33 wks
/(Yikes! Check out the difference between this month and last! I'm running out of room!)
For the last 6 years I have been teaching natural childbirth classes
and the last 3 working for two midwives as their assistant. I have
love, love, LOVED being a part of the births of over 100 babies.
Friday was my last day on call for the Birth Center. Zero days in the foreseeable future that I will be on call again. A breastfeeding mommy cannot simply leave her little babe for an undetermined amount of time while she assists at a birth. So, I don't know when/if I'll get back to it. To say that I'll miss being involved at the birth center is a huge understatement. It feels weird to think that I could simply turn off my phone and not be needed.
Because I have attended so many births and worked closely alongside the midwives, you would think that my confidence level approaching my own birth would be high. Strangely, I've been struggling with the opposite. Most people can "forget" the intensity of what birth was like for
them...I've witnessed it on a regular basis for the last few years. I've seen a lot of different labors. Some labors are crazy fast, some are crazy long. I've seen simple straight forward births, and births with all kinds of twists and turns. I've cried at both happy endings and very sad endings. It is easy to take all those experiences on as my own. So much of me is invested in each birth I help with.
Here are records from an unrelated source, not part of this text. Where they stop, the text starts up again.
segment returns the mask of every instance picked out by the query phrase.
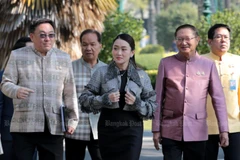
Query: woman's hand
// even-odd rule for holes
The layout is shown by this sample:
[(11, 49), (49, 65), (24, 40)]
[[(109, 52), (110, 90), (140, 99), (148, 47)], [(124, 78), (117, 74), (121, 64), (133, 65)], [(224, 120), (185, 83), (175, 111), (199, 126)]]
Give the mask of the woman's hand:
[(110, 99), (111, 102), (118, 102), (120, 99), (120, 92), (113, 92), (108, 95), (108, 98)]

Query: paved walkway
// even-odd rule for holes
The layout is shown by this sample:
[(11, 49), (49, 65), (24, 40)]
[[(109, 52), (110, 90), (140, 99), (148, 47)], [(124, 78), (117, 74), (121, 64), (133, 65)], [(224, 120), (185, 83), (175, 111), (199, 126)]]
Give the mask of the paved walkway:
[[(85, 160), (91, 160), (88, 152)], [(152, 133), (150, 131), (144, 132), (140, 160), (163, 160), (162, 150), (157, 151), (153, 146)], [(221, 149), (219, 150), (218, 160), (224, 160)]]

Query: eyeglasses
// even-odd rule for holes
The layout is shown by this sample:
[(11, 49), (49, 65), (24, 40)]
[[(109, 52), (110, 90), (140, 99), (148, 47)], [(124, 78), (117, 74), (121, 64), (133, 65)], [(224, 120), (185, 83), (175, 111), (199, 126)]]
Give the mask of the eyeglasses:
[(178, 43), (182, 43), (184, 40), (185, 40), (185, 42), (190, 42), (194, 38), (196, 38), (196, 37), (192, 37), (192, 38), (189, 38), (189, 37), (186, 37), (186, 38), (176, 38), (176, 41)]
[(52, 38), (55, 38), (55, 33), (50, 33), (50, 34), (41, 33), (41, 34), (39, 34), (39, 37), (42, 38), (42, 39), (45, 39), (47, 37), (52, 39)]
[(222, 35), (222, 34), (217, 34), (213, 37), (213, 39), (216, 39), (217, 41), (221, 41), (222, 39), (229, 40), (229, 36)]

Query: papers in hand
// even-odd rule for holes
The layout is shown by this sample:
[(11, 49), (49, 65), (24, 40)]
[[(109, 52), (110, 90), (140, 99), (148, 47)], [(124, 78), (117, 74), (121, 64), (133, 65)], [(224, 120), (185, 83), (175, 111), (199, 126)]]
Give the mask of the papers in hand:
[(61, 113), (61, 124), (62, 124), (62, 131), (66, 132), (67, 131), (67, 127), (66, 127), (66, 123), (65, 123), (65, 109), (66, 107), (64, 105), (60, 106), (60, 113)]

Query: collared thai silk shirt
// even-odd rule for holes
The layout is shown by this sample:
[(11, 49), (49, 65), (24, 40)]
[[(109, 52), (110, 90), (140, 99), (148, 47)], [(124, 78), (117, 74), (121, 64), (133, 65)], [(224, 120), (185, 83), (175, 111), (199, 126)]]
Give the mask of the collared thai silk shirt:
[[(32, 89), (27, 99), (18, 99), (20, 87)], [(13, 98), (11, 132), (44, 132), (63, 135), (60, 106), (68, 110), (67, 126), (76, 128), (78, 107), (70, 56), (52, 48), (42, 56), (34, 47), (12, 51), (3, 74), (2, 92)]]
[(208, 139), (207, 95), (212, 97), (219, 130), (228, 132), (226, 103), (216, 66), (198, 53), (163, 58), (156, 81), (157, 103), (153, 132), (177, 141)]
[[(84, 86), (88, 84), (93, 73), (101, 66), (106, 65), (102, 61), (98, 60), (98, 63), (93, 67), (90, 66), (83, 58), (72, 62), (73, 74), (76, 84), (77, 97), (81, 95), (84, 90)], [(75, 132), (72, 135), (67, 134), (67, 138), (90, 141), (91, 131), (94, 139), (98, 139), (97, 124), (100, 113), (83, 113), (81, 106), (78, 105), (79, 122)]]
[[(229, 133), (240, 132), (240, 56), (231, 53), (225, 53), (221, 57), (221, 60), (213, 53), (208, 53), (203, 56), (210, 58), (216, 64), (227, 104)], [(210, 97), (208, 97), (207, 101), (207, 112), (208, 133), (219, 134), (217, 119), (214, 114), (214, 110), (212, 109)]]

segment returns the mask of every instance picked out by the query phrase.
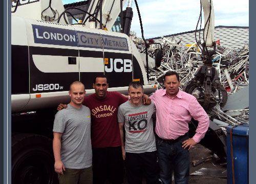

As much as I'll miss getting my hands on all those brand new babies, it is time for me to step back. I am anxious to spend the next 6-7 weeks settling in to what I know to be true for ME. All three of my births were wonderful. My labor with Emma was 18 hours. Hannah's was 9 hrs. Laurel's 4 hrs. (notice how the time gets cut in half each time...) I am completely blessed with great health and low risk pregnancies. I am so thankful that I was able to give birth 3 times without interventions (inductions, iv's, electronic fetal monitoring, epidurals or other pain meds.) I'm praising God that I've never had stitches, never been overdue, never needed 1 drop of pitocin.
My worry is unwarranted. Everything in my past supports the hope that this birth will also be completely safe and very, very sweet.